The Théâtre des Champs-Élysées is no stranger to Weber’s opera Der Freischütz. Vincent d’Indy conducted it in October 1913, during its second season. The theatre is no stranger to scandal either. Within two months of its opening, the venue staged the premiere of Stravinsky’s ballet Le Sacre du printemps, which caused a riot from outraged audience members. Although the production team received a few hearty boos at the curtain call, Raphaël Navarro and Clément Debailleul’s insipid new production of Freischütz was never going to provoke a riot on the Avenue Montaigne. It merely induced a sense of apathy.
Created in 2001, Compagnie 14:20 places magic at the heart of its theatre, which would seem to suit Weber’s supernatural opera about the forester Max, who’s lost his sharp-shooting form, thus jeopardising his chances of winning Agathe’s hand in the trial shot the next day. Max is tempted over to the dark side by his sinister colleague Kaspar, who summons Samiel, the Black Hunter, during a midnight assignation at the Wolf’s Glen. Seven magic bullets are forged which will guarantee victory in the shoot. Little does Max know, the seventh bullet is controlled by Samiel himself and is destined for Max’s bride.
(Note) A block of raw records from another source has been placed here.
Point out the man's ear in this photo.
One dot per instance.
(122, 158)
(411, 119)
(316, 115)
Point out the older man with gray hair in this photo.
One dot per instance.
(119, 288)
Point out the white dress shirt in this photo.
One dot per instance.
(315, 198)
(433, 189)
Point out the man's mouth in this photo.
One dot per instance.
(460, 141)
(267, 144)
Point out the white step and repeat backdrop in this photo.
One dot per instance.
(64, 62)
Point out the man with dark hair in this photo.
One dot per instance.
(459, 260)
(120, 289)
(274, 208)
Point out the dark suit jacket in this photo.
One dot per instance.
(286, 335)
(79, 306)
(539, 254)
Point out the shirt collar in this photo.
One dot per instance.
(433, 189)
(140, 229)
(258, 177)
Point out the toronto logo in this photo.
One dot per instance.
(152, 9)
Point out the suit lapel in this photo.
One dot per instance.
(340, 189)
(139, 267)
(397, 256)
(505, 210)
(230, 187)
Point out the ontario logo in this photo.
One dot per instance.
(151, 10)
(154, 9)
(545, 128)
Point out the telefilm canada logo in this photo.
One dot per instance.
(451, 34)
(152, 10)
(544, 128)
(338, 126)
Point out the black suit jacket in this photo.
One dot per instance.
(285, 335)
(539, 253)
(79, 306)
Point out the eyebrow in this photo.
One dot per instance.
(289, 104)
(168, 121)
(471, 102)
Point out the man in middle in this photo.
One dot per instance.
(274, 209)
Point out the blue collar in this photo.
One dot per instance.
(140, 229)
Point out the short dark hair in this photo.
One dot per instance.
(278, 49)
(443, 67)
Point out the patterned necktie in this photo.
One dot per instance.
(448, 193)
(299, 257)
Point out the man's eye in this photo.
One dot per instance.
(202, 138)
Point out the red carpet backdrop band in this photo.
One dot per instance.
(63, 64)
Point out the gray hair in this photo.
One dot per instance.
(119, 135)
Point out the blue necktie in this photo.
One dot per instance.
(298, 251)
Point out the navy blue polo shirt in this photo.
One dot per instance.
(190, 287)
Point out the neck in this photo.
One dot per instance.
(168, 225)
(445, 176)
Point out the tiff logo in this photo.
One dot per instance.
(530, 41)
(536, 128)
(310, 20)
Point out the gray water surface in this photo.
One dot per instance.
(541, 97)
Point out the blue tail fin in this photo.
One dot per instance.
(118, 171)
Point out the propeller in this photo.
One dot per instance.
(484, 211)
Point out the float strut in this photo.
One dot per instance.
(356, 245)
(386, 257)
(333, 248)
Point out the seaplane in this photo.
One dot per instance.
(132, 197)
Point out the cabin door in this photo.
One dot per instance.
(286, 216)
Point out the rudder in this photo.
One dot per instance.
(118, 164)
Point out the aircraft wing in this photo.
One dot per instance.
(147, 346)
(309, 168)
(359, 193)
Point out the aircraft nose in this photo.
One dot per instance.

On paper, it looked promising, but there were too few moments of frisson in Cie 14:20’s staging. Dancer Clément Dazin represented Samiel with sinuous movement, sometimes aerial thanks to wire-flying, and juggling bulbs as fireflies or will-o’-the-wisps. Video footage via hand-held camera took us into woodland glades during the overture and the portrait of Kuno, that falls off the wall to give Agathe a nasty bump on the head, is a Hogwarts-esque animation, reacting to events with comic effect.
The Wolf’s Glen scene should be meat and drink to directors with Cie 14:20’s box of tricks, but aside from the bullets being represented by glowing bulbs, there was nothing spooky about Max and Kaspar’s trip to the woods. Owls, black boars, baying hounds, whinnying steeds, ghostly hunters, stags? Nope. Just abstract video flashes. Talk about looking a gift horse in the mouth. The depiction of a torrential downpour and flooding river during the closing hymn of praise was marvellous, but it was too little, too late. To make matters worse, the singers were largely left to their own devices, trapped in what was essentially a concert staging, caged in stygian gloom thanks to some of the weakest lighting I’ve encountered.